Tridentopsis

Scientific classification
- Kingdom: Animalia
- Phylum: Chordata
- Class: Actinopterygii
- Order: Siluriformes
- Family: Trichomycteridae
- Subfamily: Tridentinae
- Genus: Tridentopsis Myers, 1925
- Type species: Tridentopsis pearsoni Myers, 1925

= Tridentopsis =

Genus of fishes

Tridentopsis is a genus of freshwater ray-finned fishes belonging to the family Trichomycteridae, the pencil and parasitic catfishes, and the subfamily Tridentinae, the pygmy pencil catfishes.
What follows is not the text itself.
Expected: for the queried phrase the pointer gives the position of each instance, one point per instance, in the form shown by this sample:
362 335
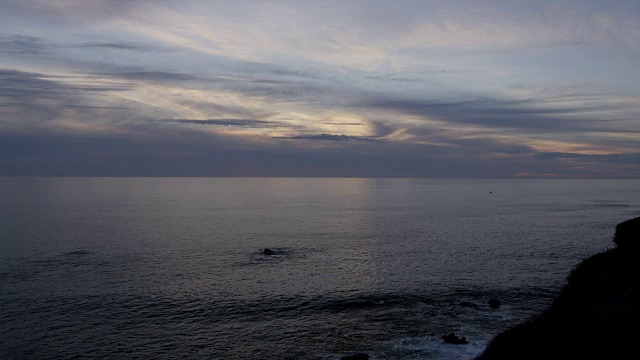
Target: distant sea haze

The catfishes in this genus are found in South America.

==Species==
There are currently four recognized species in this genus:
- Tridentopsis brevis (C. H. Eigenmann & R. S. Eigenmann, 1889)
- Tridentopsis cahuali Azpelicueta, 1990
- Tridentopsis pearsoni Myers, 1925
- Tridentopsis tocantinsi La Monte, 1939

Tridensimilis brevis is distributed in the Amazon River basin in Brazil, while T. cahuali originates from the Paraguay River basin in Argentina. T. pearsoni inhabits the upper Amazon River basin in Bolivia. T. tocantinsi lives in the Tocantins River basin in Brazil. Tridentopsis species grow to about 2.2 to 3 cm SL.